DÜZENLİ EGZERSİZ; Verimli bir egzersiz yaptık diyebilmek için en az hergün 30 dakika buna zaman ayırmak zorundayız. Osteoartrit’li bireylerin yaşam alışkanlıklarını değiştirmeli ve yaşantılarına artık egzersiz koymaları gerekmektedir. Burada önce ısınma ve gevşeme, egzersizleri yapılırken daha sonra güçlendirme ve germe egzersizleri yapılmalıdır. Egzersiz hem ağrı giderici hem de eklem hareketini artırıcıdır. Eklem çevresindeki kasları güçlendirerek eklemi koruma gibi bir amacı daha vardır. Germe egzersizleri sırasında eklem hareket açıklığı (ROM) egzersizleri de yapılır. Bu eklem esnekliğini korur ve kısıtlanmış hareket kapasitesini artırmaya yardımcı olur. Kasların boyunu değiştirmeden bir süre için dirence karşı hareket ettirecek şekilde gerilme yaptıran egzersizler izometrik egzersizler olarak bilinirler. Ağırlık taşıyan eklemlerin osteoartrit olan insanlar bu tür koşu ve tenis gibi aktiviteler kaçınmalısınız. Bu spor ayakları üzerinde çok fazla yük koymak veya keskin dönüşler ve büküm hareketleri gerektirir. Ayrıca, egzersiz bisikletleri romatizmalı diz kişiler tarafından dikkatli kullanılmalıdır.
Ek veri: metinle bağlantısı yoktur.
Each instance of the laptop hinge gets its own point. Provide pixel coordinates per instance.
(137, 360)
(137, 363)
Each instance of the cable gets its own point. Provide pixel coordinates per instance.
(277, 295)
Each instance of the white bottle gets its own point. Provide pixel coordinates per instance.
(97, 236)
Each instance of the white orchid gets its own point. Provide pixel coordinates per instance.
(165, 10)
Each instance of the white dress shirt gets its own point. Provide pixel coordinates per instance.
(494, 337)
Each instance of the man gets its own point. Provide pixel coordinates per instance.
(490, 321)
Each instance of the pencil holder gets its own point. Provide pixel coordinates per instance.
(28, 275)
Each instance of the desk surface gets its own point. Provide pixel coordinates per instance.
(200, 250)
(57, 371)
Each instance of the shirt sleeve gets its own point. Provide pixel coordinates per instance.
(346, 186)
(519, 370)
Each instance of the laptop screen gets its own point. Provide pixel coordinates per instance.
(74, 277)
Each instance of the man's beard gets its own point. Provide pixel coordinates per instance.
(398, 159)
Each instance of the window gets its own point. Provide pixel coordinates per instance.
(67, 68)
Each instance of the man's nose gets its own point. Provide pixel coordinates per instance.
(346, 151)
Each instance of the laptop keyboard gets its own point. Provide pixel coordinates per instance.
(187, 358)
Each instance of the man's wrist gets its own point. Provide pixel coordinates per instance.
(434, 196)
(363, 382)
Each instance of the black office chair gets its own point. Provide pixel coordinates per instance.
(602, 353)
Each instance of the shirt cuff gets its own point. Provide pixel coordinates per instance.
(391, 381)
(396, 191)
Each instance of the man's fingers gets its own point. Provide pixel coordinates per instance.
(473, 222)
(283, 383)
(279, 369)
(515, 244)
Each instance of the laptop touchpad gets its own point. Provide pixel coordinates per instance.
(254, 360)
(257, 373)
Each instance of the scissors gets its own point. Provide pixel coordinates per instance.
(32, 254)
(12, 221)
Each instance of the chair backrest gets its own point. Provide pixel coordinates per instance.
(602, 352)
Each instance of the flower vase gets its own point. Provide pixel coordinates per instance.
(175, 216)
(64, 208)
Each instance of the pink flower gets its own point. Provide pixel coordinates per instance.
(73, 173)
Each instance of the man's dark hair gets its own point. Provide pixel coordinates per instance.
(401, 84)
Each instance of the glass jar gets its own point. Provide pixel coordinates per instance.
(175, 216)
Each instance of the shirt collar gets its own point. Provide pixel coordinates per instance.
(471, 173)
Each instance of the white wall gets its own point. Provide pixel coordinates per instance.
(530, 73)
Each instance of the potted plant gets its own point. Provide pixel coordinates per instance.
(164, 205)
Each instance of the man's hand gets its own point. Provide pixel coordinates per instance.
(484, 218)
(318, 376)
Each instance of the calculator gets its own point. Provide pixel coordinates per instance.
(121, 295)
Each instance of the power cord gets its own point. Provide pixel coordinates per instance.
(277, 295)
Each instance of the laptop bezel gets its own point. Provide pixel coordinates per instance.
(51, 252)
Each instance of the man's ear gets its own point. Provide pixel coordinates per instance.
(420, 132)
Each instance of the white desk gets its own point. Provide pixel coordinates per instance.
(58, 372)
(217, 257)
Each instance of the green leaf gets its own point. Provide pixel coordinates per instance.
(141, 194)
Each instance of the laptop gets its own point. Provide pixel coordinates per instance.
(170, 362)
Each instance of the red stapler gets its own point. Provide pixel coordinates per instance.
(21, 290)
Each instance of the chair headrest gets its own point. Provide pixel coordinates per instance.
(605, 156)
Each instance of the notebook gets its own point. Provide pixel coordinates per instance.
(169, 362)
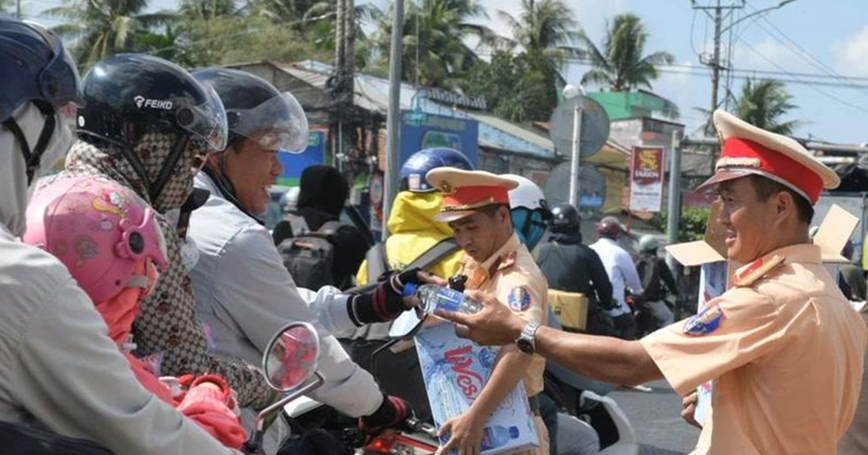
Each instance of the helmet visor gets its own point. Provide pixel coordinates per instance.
(60, 80)
(277, 124)
(206, 122)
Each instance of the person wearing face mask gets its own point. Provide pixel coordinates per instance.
(61, 371)
(146, 124)
(780, 341)
(112, 245)
(243, 290)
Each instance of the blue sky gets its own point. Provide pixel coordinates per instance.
(828, 37)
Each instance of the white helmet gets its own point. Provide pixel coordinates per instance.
(527, 194)
(528, 210)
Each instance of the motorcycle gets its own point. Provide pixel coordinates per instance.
(417, 435)
(289, 366)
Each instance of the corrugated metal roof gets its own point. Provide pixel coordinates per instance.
(513, 129)
(371, 93)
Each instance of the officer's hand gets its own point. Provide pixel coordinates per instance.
(688, 408)
(465, 434)
(495, 324)
(392, 414)
(416, 276)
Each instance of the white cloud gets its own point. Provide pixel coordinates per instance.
(767, 55)
(851, 54)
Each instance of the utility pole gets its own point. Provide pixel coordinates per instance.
(714, 62)
(393, 150)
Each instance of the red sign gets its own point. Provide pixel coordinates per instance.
(647, 166)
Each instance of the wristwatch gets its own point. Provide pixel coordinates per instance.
(526, 340)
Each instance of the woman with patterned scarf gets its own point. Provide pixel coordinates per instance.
(147, 124)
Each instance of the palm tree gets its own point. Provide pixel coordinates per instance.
(545, 27)
(102, 28)
(435, 53)
(620, 65)
(763, 103)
g) Cerrahi Yöntemler: Eklem ameliyatılarındaki başarılı sonuçlara rağmen operatif girişimler osteoartritlerde her zaman son çare olmalıdır. Konservatif tedavi yöntemleri ile düzelmeyen şiddetli ağrıları, eklem instabilitesi olan ve hareket kabiliyetini büyük ölçüde yitirmiş kişiler ameliyat adayıdırlar. Günlük yaşam aktivitelerini gerçekleştirmede çok ciddi derecede zorlanan hastalarda yaşı ne olursa olsun çözüm olarak ameliyat düşünülmelid ARTROSKOPİ; İlerlemiş osteoartrit vakalarında ilk yaklaşım en az invazif olan artroskopik yöntemlerdir. Burada eklem içine dışarıdan girilerek hem sorun daha iyi gözlemlenir hem de bazen daha uzun süreli olabilen tedaviye yönelik çözümler üretilebilir.
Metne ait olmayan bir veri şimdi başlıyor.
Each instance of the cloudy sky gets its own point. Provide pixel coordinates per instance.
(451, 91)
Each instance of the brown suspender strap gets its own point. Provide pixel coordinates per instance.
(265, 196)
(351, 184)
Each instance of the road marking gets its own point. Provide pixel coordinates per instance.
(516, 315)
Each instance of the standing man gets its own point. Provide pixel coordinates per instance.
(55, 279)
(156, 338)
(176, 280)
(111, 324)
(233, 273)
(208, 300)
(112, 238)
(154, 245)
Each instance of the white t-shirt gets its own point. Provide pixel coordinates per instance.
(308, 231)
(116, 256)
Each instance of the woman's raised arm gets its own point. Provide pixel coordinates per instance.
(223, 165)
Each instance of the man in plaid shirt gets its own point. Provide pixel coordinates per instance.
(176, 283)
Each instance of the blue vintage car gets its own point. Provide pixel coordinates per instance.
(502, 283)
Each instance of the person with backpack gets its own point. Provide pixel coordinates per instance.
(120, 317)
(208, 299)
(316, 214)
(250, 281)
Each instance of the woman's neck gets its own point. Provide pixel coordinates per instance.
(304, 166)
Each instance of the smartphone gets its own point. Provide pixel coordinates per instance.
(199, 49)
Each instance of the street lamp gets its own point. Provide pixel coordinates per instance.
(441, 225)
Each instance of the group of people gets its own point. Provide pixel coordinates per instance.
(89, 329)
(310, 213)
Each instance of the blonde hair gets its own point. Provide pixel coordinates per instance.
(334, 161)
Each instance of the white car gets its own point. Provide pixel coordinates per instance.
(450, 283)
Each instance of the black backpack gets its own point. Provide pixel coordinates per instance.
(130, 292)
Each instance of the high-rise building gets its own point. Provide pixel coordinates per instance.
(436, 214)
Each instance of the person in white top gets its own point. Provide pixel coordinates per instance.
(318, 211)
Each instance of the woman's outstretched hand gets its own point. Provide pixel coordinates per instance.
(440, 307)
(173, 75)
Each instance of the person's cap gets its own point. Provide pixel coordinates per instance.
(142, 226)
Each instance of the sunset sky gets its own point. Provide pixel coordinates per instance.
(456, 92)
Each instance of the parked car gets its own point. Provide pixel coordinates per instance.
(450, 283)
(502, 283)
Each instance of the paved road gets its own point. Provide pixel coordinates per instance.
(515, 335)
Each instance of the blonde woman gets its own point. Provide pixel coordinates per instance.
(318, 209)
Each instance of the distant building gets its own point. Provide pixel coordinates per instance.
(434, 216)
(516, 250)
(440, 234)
ARTRODEZ; Ağrının şiddetli olduğu ve daha girişimsel olan ameliyatların uygulanmasında zorluk olan hastalarda artrodez olarak da isimlendirilen eklemi dondurma ya da füzyon operasyonları yapılabilir. Hareket eksikliği bu operasyonun en ciddi dezavantajdır. Bazen diğer bir eklemdeki hareket mevcut sorunu telafi edebilir. En yaygın uygulandığı eklemler ayak ya da el parmak gibi küçük eklemlerdir.
OSTEOTOMİ; Bazı eklemlerin kıkırdak kaybını durudurmak ya da daha doğru bir statik ile konumlandırmak için bazı kemikler kesilir ve onlara yeni pozisyonlar verilir. Osteotomi ağrılarda rahatlama sağlayabilir ve eklem hareket kapasitesini de sınırlamaz. Mevcut eklem hasarını önlemek ve ileride olması şart olan protez operasyonunu ötelemek için tercih edilebilir.
ARTROPLASTİ; Artık kullanılamayacak kadar bozulmuş bir eklem tümüyle çıkarılır ve yerine yapay eklem konulur. Vitalyum veya titanyum alaşımlı ve yüksek yoğunluklu polietilen parçalardan imal edilmiş yüksek teknolojili protezler kullanılarak yapılan ameliyatlarda çok ciddi başarılı sonuçlar alınmaktadır. 3 ya da 4. gün hasta üzerine basarak taburcu olmakta ve ameliyat öncesi şiddetli olan ağrılar geçmekte ve kaybedilen fonksiyonlar büyük oranda yeniden kazanılmaktadır.